Le port de Marseille Fos est aussi dans les clous sur l’offre en nouveaux carburants, poursuit Hervé Martel. « Personne ne sait exactement comment cela va s’articuler. Tout le monde sait qu’il faudra des biocarburants à court terme mais qu’il n’y en aura pas assez pour tout le monde puis des carburants de synthèse mais sans doute trop cher », résume-t-il fort bien (une table ronde tenue dans le cadre du Blue Maritime Summit en fera une imparable démonstration). Mais nonobstant cette incertitude, il faut prendre des positions dès à présent, signifie-t-il. « C’est ce que l’on fait en accueillant des acteurs de la filière des carburants de synthèse pour être prêt le moment venu ». Il fait référence à l’investissement portée par H2V, dont le port est actionnaire. L’entreprise envisage la construction en deux phases de six unités de production d'hydrogène par électrolyse de l'eau entrant dans la composition de carburants pour la mobilité lourde, l'aérien (SAF) et le maritime via une unité de production de méthanol de synthèse d’une capacité de 130 à 140 000 t/an. La partie maritime est plus aléatoire ou du moins Alexis Martinez, CEO d'H2V, a été prudent dans son intervention au Blue Maritime Summit.

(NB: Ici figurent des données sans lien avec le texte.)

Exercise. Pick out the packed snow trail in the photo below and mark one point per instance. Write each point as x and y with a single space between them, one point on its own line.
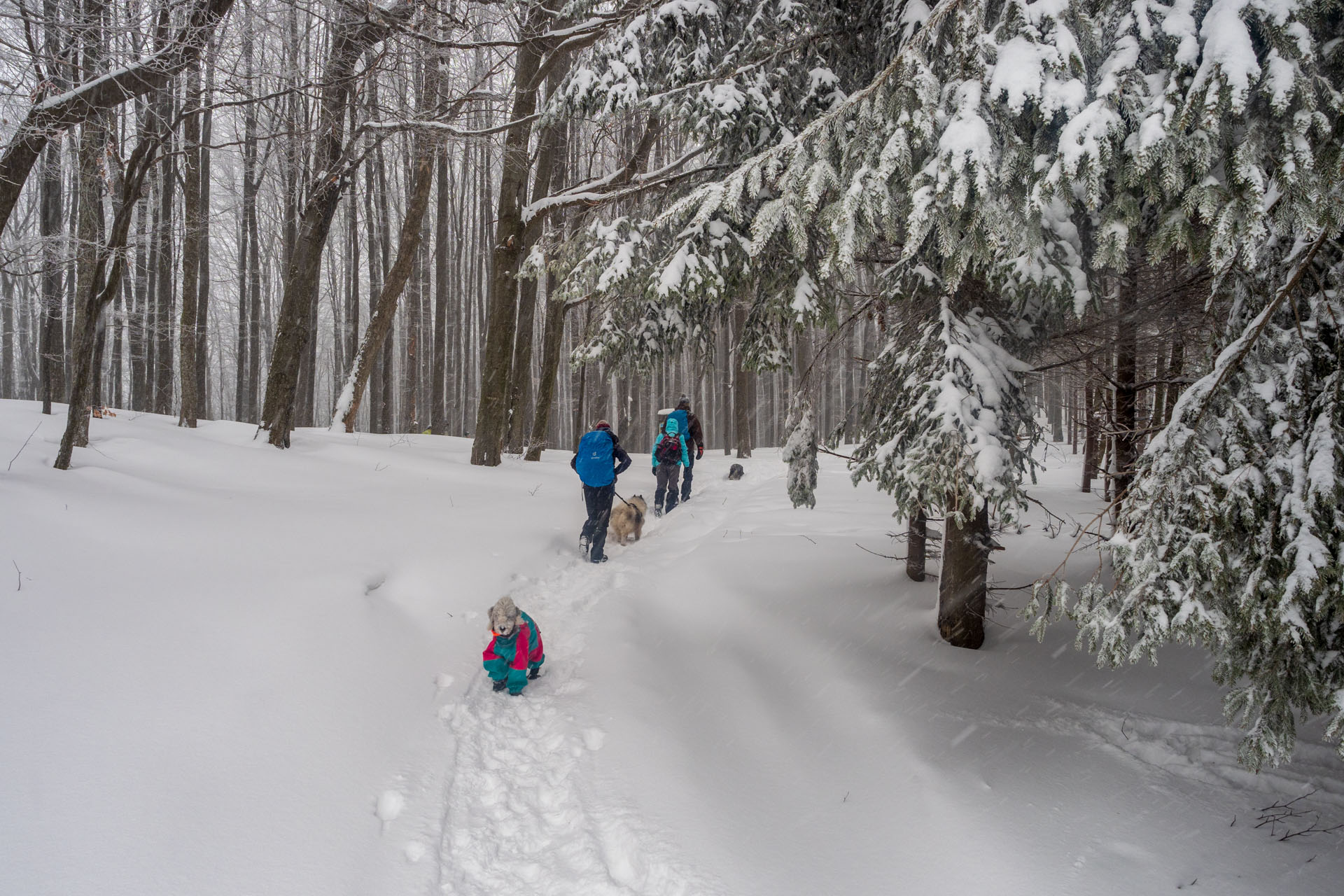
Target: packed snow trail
523 813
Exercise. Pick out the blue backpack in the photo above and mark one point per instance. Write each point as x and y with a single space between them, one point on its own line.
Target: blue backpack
594 460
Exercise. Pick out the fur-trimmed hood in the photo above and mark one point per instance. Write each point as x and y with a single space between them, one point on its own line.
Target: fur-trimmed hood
504 617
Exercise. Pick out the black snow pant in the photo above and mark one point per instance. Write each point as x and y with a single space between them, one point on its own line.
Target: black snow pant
667 475
598 500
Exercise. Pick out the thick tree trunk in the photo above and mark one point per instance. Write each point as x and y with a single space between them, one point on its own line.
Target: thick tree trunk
52 307
552 340
505 258
295 321
917 535
961 580
381 323
51 115
102 286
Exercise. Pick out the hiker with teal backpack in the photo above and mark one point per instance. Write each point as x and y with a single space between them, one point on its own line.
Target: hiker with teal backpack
670 456
598 461
689 425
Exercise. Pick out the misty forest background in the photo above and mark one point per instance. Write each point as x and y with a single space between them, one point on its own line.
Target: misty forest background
924 237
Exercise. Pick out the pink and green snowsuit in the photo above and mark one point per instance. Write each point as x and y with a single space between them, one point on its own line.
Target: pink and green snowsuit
503 659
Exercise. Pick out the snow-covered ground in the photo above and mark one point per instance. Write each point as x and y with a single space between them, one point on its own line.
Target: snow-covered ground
227 669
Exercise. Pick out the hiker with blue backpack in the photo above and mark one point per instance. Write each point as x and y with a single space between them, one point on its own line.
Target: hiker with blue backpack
598 461
670 456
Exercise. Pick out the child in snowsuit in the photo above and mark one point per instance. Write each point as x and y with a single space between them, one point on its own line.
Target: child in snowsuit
670 456
515 652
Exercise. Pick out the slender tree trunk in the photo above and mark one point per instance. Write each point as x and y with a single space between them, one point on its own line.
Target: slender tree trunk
1175 368
203 281
164 298
7 335
1089 437
293 330
1126 370
553 147
191 253
917 536
552 340
51 115
961 580
505 257
741 386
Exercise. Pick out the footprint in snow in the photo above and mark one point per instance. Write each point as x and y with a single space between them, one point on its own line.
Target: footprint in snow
388 806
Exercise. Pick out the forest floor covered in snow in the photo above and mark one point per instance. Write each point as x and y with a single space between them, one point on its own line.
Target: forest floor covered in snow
227 669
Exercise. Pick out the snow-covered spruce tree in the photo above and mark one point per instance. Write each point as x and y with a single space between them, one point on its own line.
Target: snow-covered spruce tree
1233 535
1028 146
1230 535
948 431
800 453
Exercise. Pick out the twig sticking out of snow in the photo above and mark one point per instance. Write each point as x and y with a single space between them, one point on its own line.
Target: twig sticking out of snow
23 447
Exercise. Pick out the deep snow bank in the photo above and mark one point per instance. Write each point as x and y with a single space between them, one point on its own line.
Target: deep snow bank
229 669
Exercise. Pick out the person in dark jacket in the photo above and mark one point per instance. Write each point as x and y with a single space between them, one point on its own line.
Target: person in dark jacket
690 428
598 461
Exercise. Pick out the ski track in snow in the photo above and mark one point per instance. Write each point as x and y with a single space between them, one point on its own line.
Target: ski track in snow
1200 752
521 814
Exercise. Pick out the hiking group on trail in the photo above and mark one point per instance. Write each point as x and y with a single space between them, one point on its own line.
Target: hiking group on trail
600 460
515 653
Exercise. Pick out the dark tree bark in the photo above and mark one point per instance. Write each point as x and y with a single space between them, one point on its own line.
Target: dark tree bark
191 253
961 580
1126 371
7 336
552 340
51 115
917 533
1089 437
505 257
104 286
203 281
741 387
381 321
442 253
293 332
1175 370
52 305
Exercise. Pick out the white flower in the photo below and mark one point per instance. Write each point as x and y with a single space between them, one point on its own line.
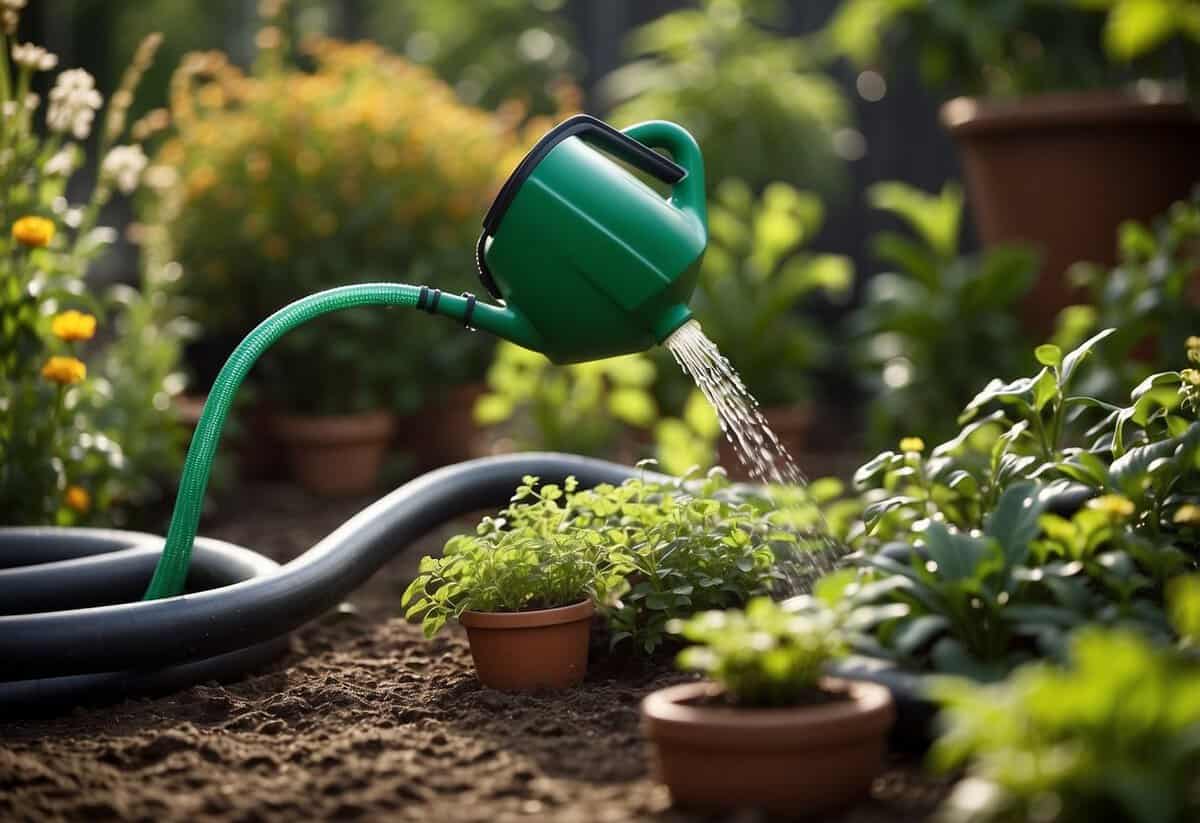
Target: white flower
73 103
34 56
124 164
63 162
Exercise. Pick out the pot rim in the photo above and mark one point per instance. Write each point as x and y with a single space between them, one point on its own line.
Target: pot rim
989 115
868 713
335 427
534 619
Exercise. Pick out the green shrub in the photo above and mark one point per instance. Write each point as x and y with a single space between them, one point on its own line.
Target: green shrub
766 655
918 355
646 552
1111 736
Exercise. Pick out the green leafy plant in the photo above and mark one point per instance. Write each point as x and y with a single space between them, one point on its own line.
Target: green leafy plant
281 182
646 552
77 445
767 654
526 558
1009 536
1150 298
756 276
1110 736
917 354
997 49
756 101
583 408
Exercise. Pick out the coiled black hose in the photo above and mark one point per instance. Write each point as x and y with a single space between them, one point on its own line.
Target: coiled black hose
72 628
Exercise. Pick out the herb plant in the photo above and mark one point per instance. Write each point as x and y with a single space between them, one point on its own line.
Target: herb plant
921 360
646 552
1048 511
523 559
765 655
1110 736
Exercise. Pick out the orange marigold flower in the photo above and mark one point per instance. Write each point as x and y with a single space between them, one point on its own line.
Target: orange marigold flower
33 230
78 498
65 371
72 325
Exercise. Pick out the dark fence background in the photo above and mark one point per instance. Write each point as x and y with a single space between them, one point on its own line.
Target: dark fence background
904 139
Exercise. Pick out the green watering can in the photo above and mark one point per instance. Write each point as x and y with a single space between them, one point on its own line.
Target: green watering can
588 260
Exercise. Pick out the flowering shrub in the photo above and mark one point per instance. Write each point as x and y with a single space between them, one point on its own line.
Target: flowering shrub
64 416
283 182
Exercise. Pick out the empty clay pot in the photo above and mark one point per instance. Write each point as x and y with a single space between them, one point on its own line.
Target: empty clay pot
803 761
336 455
527 650
1061 173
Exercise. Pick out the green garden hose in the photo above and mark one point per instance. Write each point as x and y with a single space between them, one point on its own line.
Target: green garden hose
171 574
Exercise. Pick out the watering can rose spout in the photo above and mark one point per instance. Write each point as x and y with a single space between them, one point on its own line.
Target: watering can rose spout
588 259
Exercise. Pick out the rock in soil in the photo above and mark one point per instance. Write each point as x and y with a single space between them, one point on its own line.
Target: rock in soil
364 720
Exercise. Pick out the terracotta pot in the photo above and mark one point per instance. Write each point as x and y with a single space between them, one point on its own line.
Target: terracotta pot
444 432
810 760
527 650
1062 172
791 425
336 455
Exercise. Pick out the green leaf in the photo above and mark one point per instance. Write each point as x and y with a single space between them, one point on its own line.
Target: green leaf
1072 361
1048 354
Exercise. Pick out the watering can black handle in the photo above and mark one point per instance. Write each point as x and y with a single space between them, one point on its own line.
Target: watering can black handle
591 130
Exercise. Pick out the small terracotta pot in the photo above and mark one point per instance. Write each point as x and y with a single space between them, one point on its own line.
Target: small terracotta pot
1062 172
336 455
810 760
528 650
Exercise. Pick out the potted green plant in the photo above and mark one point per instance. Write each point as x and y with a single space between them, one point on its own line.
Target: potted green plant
285 181
522 586
769 730
1110 734
754 280
641 553
1062 134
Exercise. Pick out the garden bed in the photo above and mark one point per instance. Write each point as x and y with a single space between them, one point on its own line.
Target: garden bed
364 718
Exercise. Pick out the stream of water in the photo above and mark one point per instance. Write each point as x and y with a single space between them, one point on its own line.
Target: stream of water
756 445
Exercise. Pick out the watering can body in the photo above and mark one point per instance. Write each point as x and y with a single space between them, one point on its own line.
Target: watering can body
589 260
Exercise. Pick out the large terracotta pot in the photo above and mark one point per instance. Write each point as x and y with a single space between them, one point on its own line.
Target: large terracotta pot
802 761
1062 172
526 650
444 431
336 455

Un autre projet (NeoCarb), porté par Elyse Energy, vise la production de e-méthanol, pour des usages maritimes, avec du carbone tiré des procédés industriels de la plateforme d’économie circulaire Piicto du Caban-Tonkin. Dans une deuxième phase, l’e-méthanol serait converti en e-kérosène par la technologie dite « alcohol-to-jet ». Les deux unités utiliseront de l’hydrogène bleu produit sur site par électrolyse. La concertation publique est en cours.

En attendant, le GNL

En attendant, depuis deux ans, Marseille Fos est un port où il est possible de faire le plein en gaz naturel identifié. TotalEnergies y a en effet basé son souteur Gaz Vitality dans le port de Marseille qui avitaille les porte-conteneurs de CMA CGM déployés sur les lignes méditerranéennes mais aussi les paquebots de MSC. Or, si le carburant abat plus de 80 % du dioxyde de soufre et des oxydes d’azote, « c'est-à-dire les sujets qui ont un impact sur la santé des habitants », défend Hervé Martel, il ne traite que très partiellement (23 %) les gaz à effet de serre, ennemi public numéro un. « Cela permet au moins aux armateurs de se mettre en conformité par rapport à de nouvelles réglementations qui vont s'appliquer à la Méditerranée, comme la zone Seca, et d'anticiper celles à venir avec l’intégration du transport maritime dans le marché carbone européen et la directive FuelUE sur les carburants maritimes », balaie-t-il.

L'échéance de 2030 ne sera en effet pas un objectif insurmontable pour le transport maritime. Les autres étapes, en revanche, seront plus délicates à opérer.